Communities Organise Against Ocean Dumping

Jamie Kneen

National Program Co-Lead

A regional conference on submarine tailings disposal will be held in Manado, North Sulawesi in Indonesia between April 23-30, 2001. Submarine tailings disposal is the disposal of mine-mill waste or tailings into the sea through a submerged pipe, thus by-passing the international ban on ocean dumping which is limited to dumping from boats. Participants will come from Pacific countries where submarine tailings disposal is increasingly being practiced and promoted by the mining industry — Indonesia, the Philippines, Papua New Guinea, Fiji, and New Caledonia — as well as from countries where these mining companies are based — England, the U.S., Canada, and Australia. Participants will include members of non-governmental organisations, affected communities, academics, scientists, and government officials. North Sulawesi is the home of gold mining projects where submarine tailings disposal is being practiced (Newmont's Minahasa Raya) or proposed (Aurora Gold's Mireas Soputan Mining). Conference participants will visit these mine sites.
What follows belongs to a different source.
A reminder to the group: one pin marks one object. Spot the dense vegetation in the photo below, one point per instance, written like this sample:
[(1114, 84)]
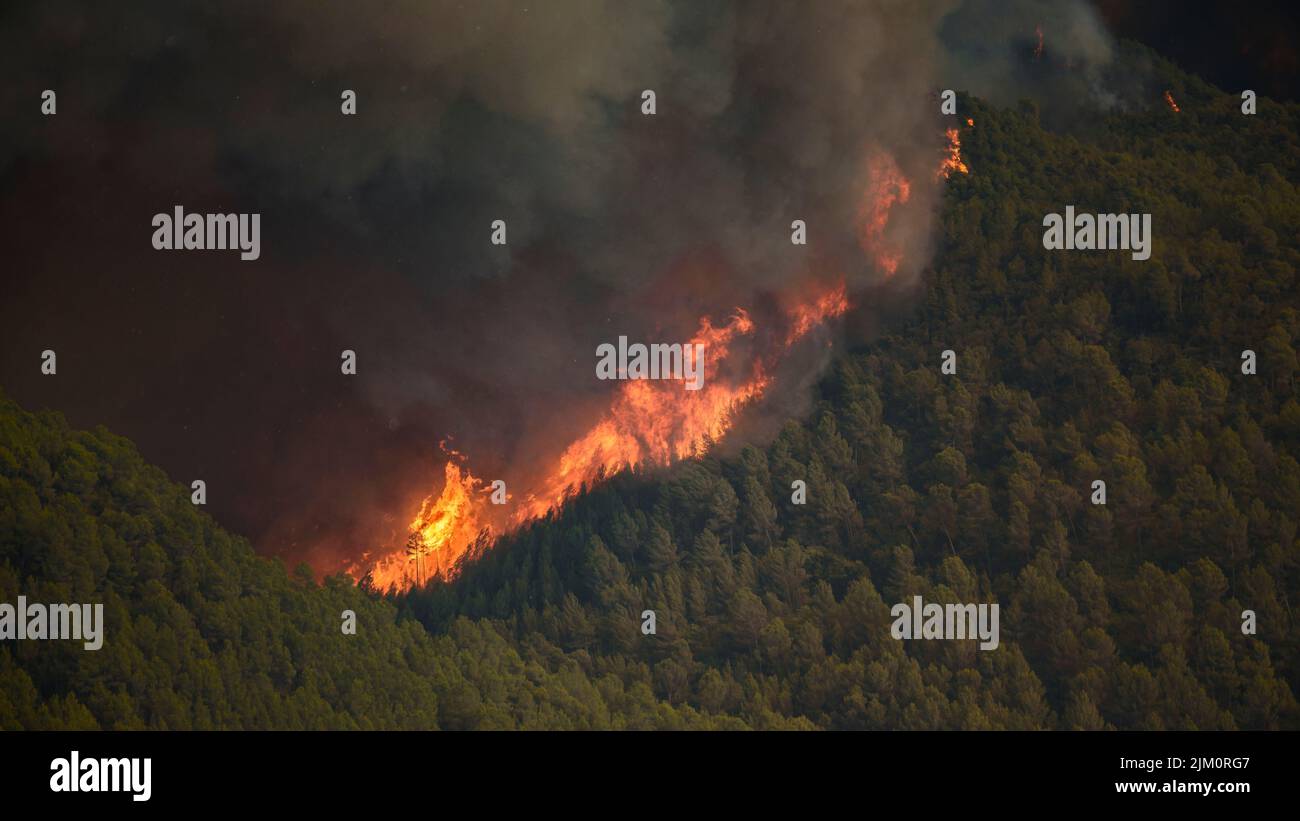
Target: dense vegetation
[(967, 487), (976, 487)]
The Pacific region has become a focus for companies advocating submarine tailings disposal. The countries in this region, along the so-called "rim of fire," are rich in minerals. Deposits are commonly found on the many islands that characterize the region but these islands have little or no "disposable" land for massive waste storage. As well, deposits are frequently found at the tops of mountains where waste storage is also a problem. Given the proximity of the sea to many deposits in this region, submarine tailings disposal offers companies a relatively convenient and cost-effective alternative to storage on land.

Participants to the conference will learn about legislation in the U.S. and Canada that effectively bans submarine tailings disposal in these countries. They will also learn about monitoring techniques and about potential health risks associated with submarine tailings disposal from an eco-systems and health perspective.